Queria o escapismo do Apanhador no Campo de Centeio. A propósito, escrevi e escrevi e escrevi e me esqueci de dizer que naquele ano colegial, naquele dia, depois da aula, não fui para a casa. Quando o mocho voou eu desviei meu caminho. Fui sentar-me à margem dum lago, para ficar à margem do mundo. Achava que pensaria melhor assim.
Escrevi compulsivamente, num fluxo de consciência que era como a fila indiana de formigas que passava sob meus joelhos. Acho que se escreve por isso: para tentar entender a tortisse do mundo. Tentei entender a incoerência do Trópico.
Ao surgir da primeira estrela do firmamento fui-me embora, não para Pasárgada, porque lá não tenho amigos. A coerência pasargadiana me asfixia. Fui embora para minha rotina Tropical, acreditando que viveria eternamente mergulhado no Ócio, de pernas para cima. Decepsionei-me.

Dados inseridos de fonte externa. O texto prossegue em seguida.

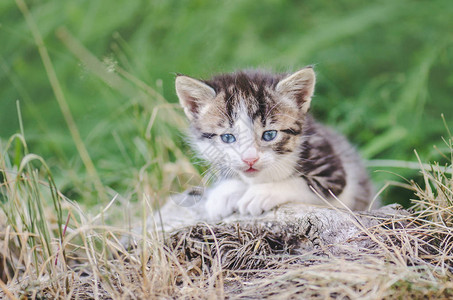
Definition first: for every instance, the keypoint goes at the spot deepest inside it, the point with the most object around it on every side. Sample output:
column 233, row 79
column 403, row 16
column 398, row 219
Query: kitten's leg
column 265, row 196
column 223, row 197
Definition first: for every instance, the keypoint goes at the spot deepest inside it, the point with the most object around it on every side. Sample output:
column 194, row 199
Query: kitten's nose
column 250, row 160
column 250, row 156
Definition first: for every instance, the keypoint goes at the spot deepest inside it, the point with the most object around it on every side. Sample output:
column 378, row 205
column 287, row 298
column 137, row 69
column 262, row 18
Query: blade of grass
column 59, row 95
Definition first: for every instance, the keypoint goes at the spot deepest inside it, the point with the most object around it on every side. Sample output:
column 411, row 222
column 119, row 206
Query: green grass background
column 384, row 77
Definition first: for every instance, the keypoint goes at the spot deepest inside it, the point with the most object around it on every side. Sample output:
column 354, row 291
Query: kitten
column 255, row 131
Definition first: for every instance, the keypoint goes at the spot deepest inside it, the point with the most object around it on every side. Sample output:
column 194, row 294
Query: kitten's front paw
column 258, row 200
column 222, row 200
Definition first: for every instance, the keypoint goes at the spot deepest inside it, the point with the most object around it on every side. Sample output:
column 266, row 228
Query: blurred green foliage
column 384, row 73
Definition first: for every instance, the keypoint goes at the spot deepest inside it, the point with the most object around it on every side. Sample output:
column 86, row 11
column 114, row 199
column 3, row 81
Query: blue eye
column 228, row 138
column 269, row 135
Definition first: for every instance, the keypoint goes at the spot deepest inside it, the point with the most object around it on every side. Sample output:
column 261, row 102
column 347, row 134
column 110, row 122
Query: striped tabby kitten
column 255, row 131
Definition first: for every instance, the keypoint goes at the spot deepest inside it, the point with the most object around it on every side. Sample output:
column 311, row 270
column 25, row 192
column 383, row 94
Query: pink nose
column 250, row 161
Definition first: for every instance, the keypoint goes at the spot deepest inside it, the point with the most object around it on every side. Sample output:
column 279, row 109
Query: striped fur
column 246, row 104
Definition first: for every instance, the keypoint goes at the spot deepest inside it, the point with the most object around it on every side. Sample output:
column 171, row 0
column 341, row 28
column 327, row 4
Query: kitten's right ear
column 299, row 86
column 192, row 94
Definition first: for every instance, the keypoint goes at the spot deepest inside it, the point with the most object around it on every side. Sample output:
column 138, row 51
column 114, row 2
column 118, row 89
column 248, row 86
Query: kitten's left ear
column 299, row 86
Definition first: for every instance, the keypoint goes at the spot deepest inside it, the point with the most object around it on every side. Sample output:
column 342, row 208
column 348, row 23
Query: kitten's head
column 248, row 123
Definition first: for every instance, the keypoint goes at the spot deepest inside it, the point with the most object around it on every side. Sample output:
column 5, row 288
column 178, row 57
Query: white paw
column 222, row 199
column 260, row 199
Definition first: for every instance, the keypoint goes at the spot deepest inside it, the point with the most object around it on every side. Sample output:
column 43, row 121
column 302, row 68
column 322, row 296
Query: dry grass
column 56, row 251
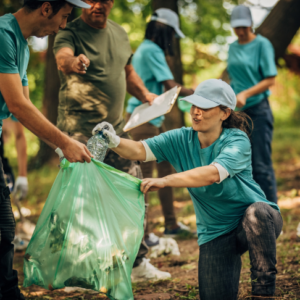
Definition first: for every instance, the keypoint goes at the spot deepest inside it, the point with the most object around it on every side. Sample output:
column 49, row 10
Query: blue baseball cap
column 241, row 17
column 212, row 93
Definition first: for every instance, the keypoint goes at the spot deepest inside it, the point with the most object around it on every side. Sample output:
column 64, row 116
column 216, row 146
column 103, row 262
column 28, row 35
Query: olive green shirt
column 99, row 95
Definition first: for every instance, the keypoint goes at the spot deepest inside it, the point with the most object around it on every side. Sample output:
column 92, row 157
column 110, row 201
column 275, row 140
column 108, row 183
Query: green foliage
column 202, row 21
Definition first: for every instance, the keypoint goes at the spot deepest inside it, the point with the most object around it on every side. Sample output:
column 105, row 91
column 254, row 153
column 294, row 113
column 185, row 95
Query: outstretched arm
column 132, row 150
column 12, row 91
column 197, row 177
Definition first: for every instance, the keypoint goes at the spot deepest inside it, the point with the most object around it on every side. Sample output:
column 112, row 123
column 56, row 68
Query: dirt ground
column 183, row 269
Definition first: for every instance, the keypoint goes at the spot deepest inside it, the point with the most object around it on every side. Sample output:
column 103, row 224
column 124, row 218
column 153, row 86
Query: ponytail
column 239, row 120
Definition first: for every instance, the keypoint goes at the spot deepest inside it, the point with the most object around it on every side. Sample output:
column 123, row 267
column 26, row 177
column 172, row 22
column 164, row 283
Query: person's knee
column 256, row 214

No início desse ano desfiz-me acidentalmente do primeiro texto. Fiz outro hoje, 26 de agosto de 2010, às 21h 47min 28s. Não o publiquei imediatamente porque a conexão com a Internet está falha no Laboratório. Perdi quatro aulas por tudo isso.
Diria o pupilo de Caeiro que valeu a pena (o tempo ocioso?). Concordo.